Witam, prosze o pomoc ponieważ mam ofertę pracy na pizzermena w jednej z ostrowieckich pizzerii. Oferują mi 7zł na godzinę na początek, to dobra stawka? Proszę o pomoc osoby z branży.
Dycha? tyle to ludzie na hucie zarabiają, w ciężkich warunkach, a nie przy układaniu pieczarek na pizzy;)
Porównując z tym co oferują w innych pizzeriach to masz nawet spoko. Ostatnio slyszalam o stawce 4.50 w pewnej pizzerii- doslownie śmiech na sali
Powiedzcie mi ile zarabia się w pizzeriach bo nie chcę komuś zabierać pracy (wiecie jacy są ostrowieccy biznesmeni, o złotówkę zwolnią kogoś innego i zatrudnią mnie).
Bo na tyle sobie pozwolili to tyle zarabiają..
mnie się wydaje, że 7 zl na godzinę to nie jest źle, bo licząc, że się pracuje 9 godzin dziennie, (bo 8 to za komuny się pracowało) i mnożąc przez średnio 22 dni w miesiący to wychodzi 1400 zł. Więc dla kogoś, kto nie ma innego zajęcia uważam, że to całkiem przyzwoity zarobek.
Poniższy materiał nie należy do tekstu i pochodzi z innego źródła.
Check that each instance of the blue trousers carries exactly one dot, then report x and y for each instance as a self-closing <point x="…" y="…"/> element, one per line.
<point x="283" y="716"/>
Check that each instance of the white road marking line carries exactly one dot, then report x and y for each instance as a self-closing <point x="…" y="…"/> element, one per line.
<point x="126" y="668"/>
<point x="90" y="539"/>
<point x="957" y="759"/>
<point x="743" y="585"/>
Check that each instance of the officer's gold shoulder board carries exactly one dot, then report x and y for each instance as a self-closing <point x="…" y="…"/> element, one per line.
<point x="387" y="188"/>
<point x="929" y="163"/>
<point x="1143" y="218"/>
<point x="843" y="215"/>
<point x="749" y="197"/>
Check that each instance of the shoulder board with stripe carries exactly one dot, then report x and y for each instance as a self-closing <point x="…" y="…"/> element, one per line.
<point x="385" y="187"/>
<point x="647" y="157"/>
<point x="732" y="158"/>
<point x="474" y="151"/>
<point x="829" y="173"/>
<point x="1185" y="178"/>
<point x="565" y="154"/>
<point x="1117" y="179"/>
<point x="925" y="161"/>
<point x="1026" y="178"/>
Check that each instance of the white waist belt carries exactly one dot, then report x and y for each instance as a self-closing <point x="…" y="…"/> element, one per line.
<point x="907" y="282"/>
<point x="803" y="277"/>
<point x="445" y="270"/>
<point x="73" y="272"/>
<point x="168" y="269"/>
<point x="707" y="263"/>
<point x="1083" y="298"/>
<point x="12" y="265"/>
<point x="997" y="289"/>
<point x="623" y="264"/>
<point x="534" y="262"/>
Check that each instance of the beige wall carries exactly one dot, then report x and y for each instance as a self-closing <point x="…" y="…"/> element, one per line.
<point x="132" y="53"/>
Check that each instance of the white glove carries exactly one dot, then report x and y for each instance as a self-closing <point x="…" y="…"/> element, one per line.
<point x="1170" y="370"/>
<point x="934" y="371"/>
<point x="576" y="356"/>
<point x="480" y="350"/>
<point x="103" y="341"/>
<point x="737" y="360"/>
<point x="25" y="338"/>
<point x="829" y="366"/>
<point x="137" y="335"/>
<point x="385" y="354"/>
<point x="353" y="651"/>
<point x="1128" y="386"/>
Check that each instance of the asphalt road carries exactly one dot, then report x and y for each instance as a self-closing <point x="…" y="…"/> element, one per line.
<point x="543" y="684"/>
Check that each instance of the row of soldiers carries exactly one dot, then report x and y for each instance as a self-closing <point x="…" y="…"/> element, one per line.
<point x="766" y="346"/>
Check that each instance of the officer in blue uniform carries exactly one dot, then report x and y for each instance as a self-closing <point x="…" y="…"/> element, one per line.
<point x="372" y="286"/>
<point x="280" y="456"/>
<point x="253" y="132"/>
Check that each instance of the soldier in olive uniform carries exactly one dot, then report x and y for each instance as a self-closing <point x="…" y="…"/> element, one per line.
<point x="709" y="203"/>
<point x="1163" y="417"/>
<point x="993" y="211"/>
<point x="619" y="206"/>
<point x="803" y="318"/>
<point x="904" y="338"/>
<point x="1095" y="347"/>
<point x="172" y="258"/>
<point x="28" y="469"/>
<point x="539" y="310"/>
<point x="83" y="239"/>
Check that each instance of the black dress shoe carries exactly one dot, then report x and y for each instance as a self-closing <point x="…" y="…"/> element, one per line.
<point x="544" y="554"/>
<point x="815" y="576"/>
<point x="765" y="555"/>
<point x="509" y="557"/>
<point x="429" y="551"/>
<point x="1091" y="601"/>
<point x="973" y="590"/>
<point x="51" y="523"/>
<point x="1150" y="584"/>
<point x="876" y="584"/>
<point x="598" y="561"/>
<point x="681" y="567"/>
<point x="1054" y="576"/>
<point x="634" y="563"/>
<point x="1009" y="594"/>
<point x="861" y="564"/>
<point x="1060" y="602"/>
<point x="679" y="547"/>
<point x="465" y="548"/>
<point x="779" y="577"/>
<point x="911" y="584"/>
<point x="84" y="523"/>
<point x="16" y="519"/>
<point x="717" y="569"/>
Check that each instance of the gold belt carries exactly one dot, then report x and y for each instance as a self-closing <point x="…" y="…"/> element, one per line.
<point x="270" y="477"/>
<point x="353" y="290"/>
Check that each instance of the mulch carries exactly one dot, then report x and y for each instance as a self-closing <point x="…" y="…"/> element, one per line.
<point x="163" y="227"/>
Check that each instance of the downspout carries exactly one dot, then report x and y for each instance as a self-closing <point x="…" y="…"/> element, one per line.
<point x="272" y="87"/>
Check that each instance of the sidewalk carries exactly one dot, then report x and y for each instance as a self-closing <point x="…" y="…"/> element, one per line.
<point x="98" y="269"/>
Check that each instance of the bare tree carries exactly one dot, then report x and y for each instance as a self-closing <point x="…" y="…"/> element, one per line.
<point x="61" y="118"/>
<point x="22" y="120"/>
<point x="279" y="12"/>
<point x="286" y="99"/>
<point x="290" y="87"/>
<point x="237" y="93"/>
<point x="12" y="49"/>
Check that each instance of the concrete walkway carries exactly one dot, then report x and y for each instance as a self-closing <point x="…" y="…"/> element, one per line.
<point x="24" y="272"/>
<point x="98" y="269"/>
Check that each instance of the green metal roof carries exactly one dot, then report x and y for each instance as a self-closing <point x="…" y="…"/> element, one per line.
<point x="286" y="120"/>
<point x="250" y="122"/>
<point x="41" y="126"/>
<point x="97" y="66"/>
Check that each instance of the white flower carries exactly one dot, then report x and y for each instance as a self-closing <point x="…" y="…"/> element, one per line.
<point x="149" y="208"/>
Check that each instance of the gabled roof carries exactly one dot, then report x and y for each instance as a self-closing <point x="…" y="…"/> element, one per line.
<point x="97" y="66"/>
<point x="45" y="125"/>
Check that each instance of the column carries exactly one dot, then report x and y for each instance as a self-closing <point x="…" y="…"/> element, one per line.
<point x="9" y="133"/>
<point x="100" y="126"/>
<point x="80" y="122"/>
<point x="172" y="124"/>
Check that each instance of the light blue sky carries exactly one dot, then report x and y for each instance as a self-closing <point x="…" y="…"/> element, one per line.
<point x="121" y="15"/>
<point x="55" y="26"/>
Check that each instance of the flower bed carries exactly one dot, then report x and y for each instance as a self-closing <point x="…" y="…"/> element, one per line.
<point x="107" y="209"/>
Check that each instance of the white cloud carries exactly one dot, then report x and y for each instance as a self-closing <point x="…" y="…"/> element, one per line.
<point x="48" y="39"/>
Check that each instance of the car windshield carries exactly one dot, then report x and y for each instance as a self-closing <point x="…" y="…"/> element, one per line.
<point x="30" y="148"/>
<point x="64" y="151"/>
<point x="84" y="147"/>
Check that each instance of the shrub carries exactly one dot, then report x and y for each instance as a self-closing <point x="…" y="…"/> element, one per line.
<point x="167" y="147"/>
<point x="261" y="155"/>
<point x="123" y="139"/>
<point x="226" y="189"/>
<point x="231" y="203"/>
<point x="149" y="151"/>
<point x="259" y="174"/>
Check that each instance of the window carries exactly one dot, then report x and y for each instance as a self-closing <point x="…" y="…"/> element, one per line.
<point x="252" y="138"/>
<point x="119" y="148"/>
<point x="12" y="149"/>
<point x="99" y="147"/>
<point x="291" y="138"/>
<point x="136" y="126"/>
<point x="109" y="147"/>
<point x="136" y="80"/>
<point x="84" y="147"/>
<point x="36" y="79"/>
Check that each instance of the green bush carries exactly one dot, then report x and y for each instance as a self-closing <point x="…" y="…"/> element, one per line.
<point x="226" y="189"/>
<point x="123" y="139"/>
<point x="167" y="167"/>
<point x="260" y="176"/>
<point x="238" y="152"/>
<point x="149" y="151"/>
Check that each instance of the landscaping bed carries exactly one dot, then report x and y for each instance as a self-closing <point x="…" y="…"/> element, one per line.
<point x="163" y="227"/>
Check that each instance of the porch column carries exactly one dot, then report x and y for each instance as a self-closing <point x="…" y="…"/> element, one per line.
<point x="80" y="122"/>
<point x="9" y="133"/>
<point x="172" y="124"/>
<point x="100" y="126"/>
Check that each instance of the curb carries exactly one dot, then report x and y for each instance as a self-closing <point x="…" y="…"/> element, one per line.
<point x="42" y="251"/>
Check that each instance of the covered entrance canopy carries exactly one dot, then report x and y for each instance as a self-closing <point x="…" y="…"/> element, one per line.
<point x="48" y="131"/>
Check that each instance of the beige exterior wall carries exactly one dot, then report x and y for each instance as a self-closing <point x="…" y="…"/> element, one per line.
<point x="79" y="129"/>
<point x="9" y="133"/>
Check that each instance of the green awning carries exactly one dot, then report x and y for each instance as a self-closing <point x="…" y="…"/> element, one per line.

widac ze nie wiele macie wspolnego z branza. pracuje sie po 12-16 godzin dziennie, swiatek, piatek, w miesiacu wychodzi czesto ponad 200 godzin. biorac pod uwage fakt ze najnizsza krajowa to niecale 6,5 zl/h, a praca zarowno w godzinach wieczornych, w dni wolne od pracy, jak i w ilosci przekraczajacej miesieczna norme jest platna dodatkowo 50-100% stawki, to te 7 zl/h wydaje sie byc wynagrodzeniem zbyt niskim nawet z punktu widzenia prawa, wazne tez czy dostalbys umowe i w jakim wymiarze. wazne sa tez uzgodnione warunki pracy. prawda jest taka ze nogi wchodza w dupe i kregoslup wiotczeje, wolalbym pracowac na hucie za ta stawke
W wielu większych miastach do takiej roboty nawet tych 7 zł nie chcą dać :-/
Jeśli umiesz bawić się na takie tematy i ogarniasz dziennie ok 100-150 pizz to zarobisz na czysto 17zl 12/h dziennie. http://www.youtube.com/watch?v=utFfGbJUMz4
Pozdr.
prawda. W krakowie oferują czasem 4 zł plus 25 gr zwrotu na paliwie za kilometr, plus coś tam od wyjazdu czy też zamówienia. Nie jest kolorowo. Często na forum pojawiają się posty, jak to się duzo zarabia w krakowie czy warszawie. Nic z tych rzeczy. W sklepach w galerii po 7 zł na g w spozywczych 6 zł. Wiem bo szukam pracy i najlepiej chyba wyjde na sprzątaniu prywatnych domów bo oferują czasem do 20 zł na goddzine. Uważam więc, że 7 zł na godzine ani dużo ani mało. Zależy od wielu czynników, jesli na prawde jesteś dobry, masz potrzebe zarabiania więcej to oczywiście negocjuj, myślę, że możesz zaproponować 8 zł na godzine. Jako człowiek od lepienia placków nalezy Ci się !
Pewnie że się należy, a jak nie to niech Ci wielcy "biznesmeni" sami sobie lepią i rozwożą. Zobaczymy jak długo wtedy pociągną i czy będą tacy bogaci.